Atifa Silk: Are these digital businesses built to last?
Justin Smith: Some will last and some won’t. The business model challenges of digital media are intense. For those of us who have been in the media industry for the last two decades, digital platforms have been the first major transformation and we are desperately trying to figure it out. How do we take content from print or TV and put it on a desktop computer? How do we take advertising from pages in magazines to an online environment? We created the banner ad and it took 10 years of moving media content and commerce, allowing commercialisation from traditional platforms to desktop, then along came the iPhone and tablets. Just as everyone was starting to understand desktop media transformation, the second wave crashed over us. It was the mobile revolution, arguably even more profound than the first. All of a sudden you are operating with a foreign factor. You layer on top of that all the new distribution platforms that have emerged and the shift from search to social, and appreciate that it’s an incredibly complex world. The pricing model from traditional to desktop and now mobile is under pressure. There will be some success stories. But those will be the media companies that are entrepreneurial, rewriting the books, and providing real value to consumers and advertisers. It’s not a business for the faint of heart.
Atifa Silk: What is your vision for Bloomberg?
Justin Smith: My goal for Bloomberg Media is to act like a startup. I was brought in to maximise the potential of Bloomberg Media. That’s the role of any leader, but my charge was to take the assets—global television, print magazines, digital and events—and transform them to be extremely competitive in the digital environment, which is the media environment of the future. Our objective is to build the world’s leading global business and financial media company across all relevant platforms and geographies. Our strategy is to build everything around the Bloomberg brand, which is powerful and global, and stands for so many positive things for consumers and advertisers alike. We want to architect and realise a true multiplatform media company that operates seamlessly across numerous platforms simultaneously, where content flows from linear television to digital video, to print, to digital text, and to live events. What’s exciting about the multiplatform opportunity is that the target audience, who are global business decision makers, with busy and complex lives—as they go through their daily schedules, they are consuming different platforms at different points of the day. We want to be present and top of mind at every moment throughout the global business consumer’s media schedule—whether that’s watching a morning television show as they are getting ready for work or listening to a podcast while commuting, dipping in on mobile apps, or having a lean-back experience at the end of the day with long-form content delivered through a tablet or in print.

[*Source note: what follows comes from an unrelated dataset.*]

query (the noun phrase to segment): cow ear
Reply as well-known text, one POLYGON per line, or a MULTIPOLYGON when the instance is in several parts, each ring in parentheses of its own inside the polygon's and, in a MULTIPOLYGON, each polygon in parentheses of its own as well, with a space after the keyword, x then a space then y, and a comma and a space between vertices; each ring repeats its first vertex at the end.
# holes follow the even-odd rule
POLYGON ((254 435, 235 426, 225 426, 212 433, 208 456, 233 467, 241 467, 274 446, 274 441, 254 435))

Atifa Silk: What makes Bloomberg’s business resilient, beyond terminals?
Justin Smith: Bloomberg’s business model is different to other media companies. Its media business is integrated within its core financial data and information business—the terminal business. It’s the consumer distribution arm for our content and brand around the world and we view the consumer media layer of Bloomberg as a critical ingredient of the overall company’s model. So, at a time when traditional business models are being battered and have their backs up against the wall, we have a model that is strong and resilient, and rooted in a different set of fundamentals, which allows our media business—also at a time when everyone else is effectively pulling back, or desperately trying to change themselves—to use these resources and capabilities to assert ourselves in the global business media space.
Bloomberg has a very distinctive entrepreneurial culture and spirit, which makes it a lot easier for this company to navigate the change and disruption in media. At our core, we are not a traditional media company; we are a technology-based financial and data company that also does media. We don’t have that legacy burden, culturally or business model-wise, and we have Mike Bloomberg, a significant majority owner who is also deeply entrepreneurial.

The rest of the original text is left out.